⁵ : En pratique, selon les circonstances, les informations commercialement sensibles peuvent inclure, sans s'y limiter, les prix, les listes de prix, les remises ou les rabais, les parts de marché, les listes de clients, les coûts de production, les quantités, le chiffre d'affaires, les stratégies commerciales, les investissements, les programmes de recherche et de développement, les stratégies commerciales, etc.
⁶ : CAF, avis n°12-A-17, op.cit, §106.
⁷ : OCDE, Responsabilité élargie des producteurs, Conseils actualisés pour une gestion efficace des déchets, 2016, p.117.

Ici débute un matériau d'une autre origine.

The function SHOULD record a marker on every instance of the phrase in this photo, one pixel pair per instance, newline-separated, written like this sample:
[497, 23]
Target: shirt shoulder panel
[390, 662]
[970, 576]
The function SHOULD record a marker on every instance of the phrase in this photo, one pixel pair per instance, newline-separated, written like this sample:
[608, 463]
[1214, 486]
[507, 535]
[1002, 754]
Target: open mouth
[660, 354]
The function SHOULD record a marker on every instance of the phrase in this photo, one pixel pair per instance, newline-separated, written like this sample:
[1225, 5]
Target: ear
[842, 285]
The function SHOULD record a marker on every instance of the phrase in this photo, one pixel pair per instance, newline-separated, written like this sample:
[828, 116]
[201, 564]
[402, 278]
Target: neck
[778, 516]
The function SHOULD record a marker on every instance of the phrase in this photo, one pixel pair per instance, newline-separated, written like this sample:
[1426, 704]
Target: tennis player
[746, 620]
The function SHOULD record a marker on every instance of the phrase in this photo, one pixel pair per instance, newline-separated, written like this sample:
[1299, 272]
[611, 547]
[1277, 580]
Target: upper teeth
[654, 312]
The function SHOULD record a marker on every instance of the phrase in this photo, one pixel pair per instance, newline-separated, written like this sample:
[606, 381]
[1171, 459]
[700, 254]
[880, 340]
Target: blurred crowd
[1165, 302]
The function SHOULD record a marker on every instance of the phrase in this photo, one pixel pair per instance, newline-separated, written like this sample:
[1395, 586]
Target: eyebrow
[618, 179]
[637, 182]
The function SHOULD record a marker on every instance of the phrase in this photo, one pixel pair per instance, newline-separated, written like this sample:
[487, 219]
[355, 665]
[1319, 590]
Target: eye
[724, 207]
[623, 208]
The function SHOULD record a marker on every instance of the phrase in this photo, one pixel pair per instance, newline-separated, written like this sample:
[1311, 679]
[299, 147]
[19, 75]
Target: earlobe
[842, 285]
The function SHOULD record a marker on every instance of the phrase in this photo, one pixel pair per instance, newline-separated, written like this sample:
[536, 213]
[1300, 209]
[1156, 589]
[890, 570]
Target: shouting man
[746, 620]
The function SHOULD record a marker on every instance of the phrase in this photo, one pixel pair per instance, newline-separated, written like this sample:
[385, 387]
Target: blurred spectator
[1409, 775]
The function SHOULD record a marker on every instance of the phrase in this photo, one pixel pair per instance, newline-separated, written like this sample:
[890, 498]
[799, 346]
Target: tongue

⁸ : AFC, étude thématique " Organismes professionnels ", op.cit. §133.
⁹ : Ibid, §23.
¹⁰ : OCDE, op.cit. p.145.
¹¹ : Ibid, p.149 : "Lorsque l'emballage influe sur les choix des acheteurs, l'harmonisation en matière de traitement des déchets n'implique pas nécessairement une harmonisation de la conception. L'emballage peut être plus ou moins attrayant tout en ayant les mêmes coûts de recyclage".
¹² : OCDE, op.cit. p.148.
¹³ : La Commission indique qu'" il est peu probable que l'échange de données historiques aboutisse à un résultat collusoire, car il est peu probable qu'il soit révélateur du comportement futur des concurrents ou qu'il permette une compréhension commune du marché " car " plus les données sont anciennes, moins elles seraient utiles pour détecter les écarts en temps utile et donc pour constituer une menace crédible de représailles rapides " (Commission, Lignes directrices sur l'applicabilité de l'article 101 du traité sur le fonctionnement de l'Union européenne aux accords de coopération horizontale, C 11/01, 14 janvier 2011, §90). L'analyse de la jurisprudence permet de conclure que l'échange de données récentes, c'est-à-dire datant de moins d'un an, n'est pas susceptible de constituer un échange de données historiques, caractérisant ainsi un accord anticoncurrentiel (Commission, décision n°92/157, 17 février 1992, §50 ; décision n°98/4, 26 novembre 1997, §17).
¹⁴ : Commission, Lignes directrices op.cit. §89.
¹⁵ : AFC, avis n°12-A-17, op.cit. §120.
¹⁶ : OCDE, op.cit. p.117.
¹⁷ : OCDE, op.cit. p.149.
¹⁸ : Ibid.
¹⁹ : L'ACP a adopté des lignes directrices concurrentielles avec des choses à faire et à ne pas faire.